Chambelland, boulangerie sans gluten
« Proposer une expérience boulangère inédite » , telle est la mission que se sont lancés Nathaniel Doboin et Thomas Teffri-Chambelland, les co-fondateurs des lieux. Dans cette boulangerie moderne et bien ancrée dans son temps, ils proposent une gamme de pains sans blé, sans seigle, sans orge, bref, une gamme de pains naturellement sans gluten ! Et pour réussir ce pari ambitieux, ils n’ont pas hésité à « mettre la main à la pâte » , en créant leur propre moulin dans le sud de la France dans lequel ils produisent leurs propres farines (farine de riz, de sarrasin, de sorgho et de millet). Ceux qui le souhaitent peuvent d’ailleurs repartir avec les farines de l’enseigne, pour tester leurs propres recettes à la maison.

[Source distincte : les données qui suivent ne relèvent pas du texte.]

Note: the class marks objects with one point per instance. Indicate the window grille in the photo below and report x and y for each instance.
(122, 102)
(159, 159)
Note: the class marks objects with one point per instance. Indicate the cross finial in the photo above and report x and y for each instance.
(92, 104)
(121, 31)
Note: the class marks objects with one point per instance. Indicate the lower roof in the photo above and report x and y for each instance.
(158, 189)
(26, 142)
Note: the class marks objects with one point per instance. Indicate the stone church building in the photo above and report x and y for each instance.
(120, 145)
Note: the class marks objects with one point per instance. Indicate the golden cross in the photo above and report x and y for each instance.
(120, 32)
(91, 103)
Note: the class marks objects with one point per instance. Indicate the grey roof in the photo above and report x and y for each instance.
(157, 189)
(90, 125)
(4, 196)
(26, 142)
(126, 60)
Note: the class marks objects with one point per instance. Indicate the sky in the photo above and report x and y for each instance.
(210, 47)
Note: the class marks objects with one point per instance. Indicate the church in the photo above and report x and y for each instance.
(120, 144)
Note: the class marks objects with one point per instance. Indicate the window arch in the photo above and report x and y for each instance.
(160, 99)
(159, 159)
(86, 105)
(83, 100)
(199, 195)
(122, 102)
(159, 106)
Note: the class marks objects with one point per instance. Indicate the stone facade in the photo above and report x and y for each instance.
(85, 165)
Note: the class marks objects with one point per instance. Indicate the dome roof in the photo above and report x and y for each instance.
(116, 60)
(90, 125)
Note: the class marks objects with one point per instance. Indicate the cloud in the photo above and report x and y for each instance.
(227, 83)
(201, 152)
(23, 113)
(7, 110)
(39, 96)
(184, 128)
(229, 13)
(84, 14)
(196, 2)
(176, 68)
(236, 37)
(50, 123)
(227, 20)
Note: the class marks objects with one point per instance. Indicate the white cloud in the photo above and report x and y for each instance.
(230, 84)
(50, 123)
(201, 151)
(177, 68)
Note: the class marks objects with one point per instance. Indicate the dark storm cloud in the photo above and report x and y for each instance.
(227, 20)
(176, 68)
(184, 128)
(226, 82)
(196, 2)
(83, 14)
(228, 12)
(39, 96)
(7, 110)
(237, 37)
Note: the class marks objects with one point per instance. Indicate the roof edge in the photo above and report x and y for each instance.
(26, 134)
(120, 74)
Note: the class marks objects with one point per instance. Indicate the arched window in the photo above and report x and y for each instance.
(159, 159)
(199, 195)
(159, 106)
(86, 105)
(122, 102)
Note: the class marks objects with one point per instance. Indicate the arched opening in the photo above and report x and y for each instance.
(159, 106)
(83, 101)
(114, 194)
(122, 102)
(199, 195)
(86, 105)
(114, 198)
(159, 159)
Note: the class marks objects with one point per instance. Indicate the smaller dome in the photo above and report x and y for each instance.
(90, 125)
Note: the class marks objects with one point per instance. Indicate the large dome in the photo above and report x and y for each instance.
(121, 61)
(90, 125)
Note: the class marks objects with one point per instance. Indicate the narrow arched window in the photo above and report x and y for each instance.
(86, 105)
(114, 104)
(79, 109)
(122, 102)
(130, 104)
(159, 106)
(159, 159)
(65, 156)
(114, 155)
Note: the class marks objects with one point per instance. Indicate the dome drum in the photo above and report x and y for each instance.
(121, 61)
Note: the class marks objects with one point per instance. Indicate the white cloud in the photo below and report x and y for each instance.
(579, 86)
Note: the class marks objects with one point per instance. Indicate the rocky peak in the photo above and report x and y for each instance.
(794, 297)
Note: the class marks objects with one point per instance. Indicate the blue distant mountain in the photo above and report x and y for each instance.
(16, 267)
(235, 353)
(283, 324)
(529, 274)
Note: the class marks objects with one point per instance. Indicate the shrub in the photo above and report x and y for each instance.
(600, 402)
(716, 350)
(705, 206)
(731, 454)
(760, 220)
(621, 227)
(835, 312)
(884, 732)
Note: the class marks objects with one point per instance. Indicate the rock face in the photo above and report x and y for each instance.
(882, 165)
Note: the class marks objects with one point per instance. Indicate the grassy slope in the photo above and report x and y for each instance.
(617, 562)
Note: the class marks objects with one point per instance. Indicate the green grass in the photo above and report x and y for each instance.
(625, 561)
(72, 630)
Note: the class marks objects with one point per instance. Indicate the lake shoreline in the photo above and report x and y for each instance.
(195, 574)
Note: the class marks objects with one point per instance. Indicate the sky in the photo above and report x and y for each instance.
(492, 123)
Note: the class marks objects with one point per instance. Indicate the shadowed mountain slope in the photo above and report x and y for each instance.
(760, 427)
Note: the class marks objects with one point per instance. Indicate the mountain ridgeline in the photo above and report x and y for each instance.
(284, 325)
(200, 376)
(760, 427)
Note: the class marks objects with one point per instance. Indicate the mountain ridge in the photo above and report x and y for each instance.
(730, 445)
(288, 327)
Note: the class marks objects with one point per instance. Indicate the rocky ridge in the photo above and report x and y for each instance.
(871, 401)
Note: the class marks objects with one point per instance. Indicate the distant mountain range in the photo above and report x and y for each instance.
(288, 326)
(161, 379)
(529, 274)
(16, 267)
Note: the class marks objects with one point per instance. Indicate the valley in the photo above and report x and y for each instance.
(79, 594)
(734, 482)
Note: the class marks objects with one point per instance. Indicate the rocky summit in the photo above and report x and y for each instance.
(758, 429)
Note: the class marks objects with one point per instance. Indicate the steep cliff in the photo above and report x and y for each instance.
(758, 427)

Pains au levain naturel, pains de sucre, focaccia, viennoiseries, pâtisseries, soupes ou encore salades : tous les produits sont garantis sans gluten et sont élaborés à partir d’ingrédients bio. Et pour compléter la démarche, les offres salées et sucrées évoluent au gré des saisons et de ce que la Nature a à offrir.
Lorsqu’ils vont acheter du pain, les consommateurs (et en particulier la jeune génération) ne veulent plus « simplement acheter du pain » , ils veulent trouver des recettes et des cuissons inventives, respectueuses de leurs régimes et de leurs habitudes alimentaires, réalisées avec de bons ingrédients frais et si possible locaux, vendues dans des lieux vivants et ouverts, ayant si possible une démarche responsable et transparente, avec un accueil chaleureux et personnalisé… Autant d’éléments sur lesquels les acteurs de la boulangerie peuvent réfléchir et agir pour faire la différence et se réinventer. Et pour créer une expérience unique et mémorable, ils peuvent aussi compter sur une palette des services à même de faciliter la vie des clients : commande en ligne, livraison, click & collect ou encore drive-in.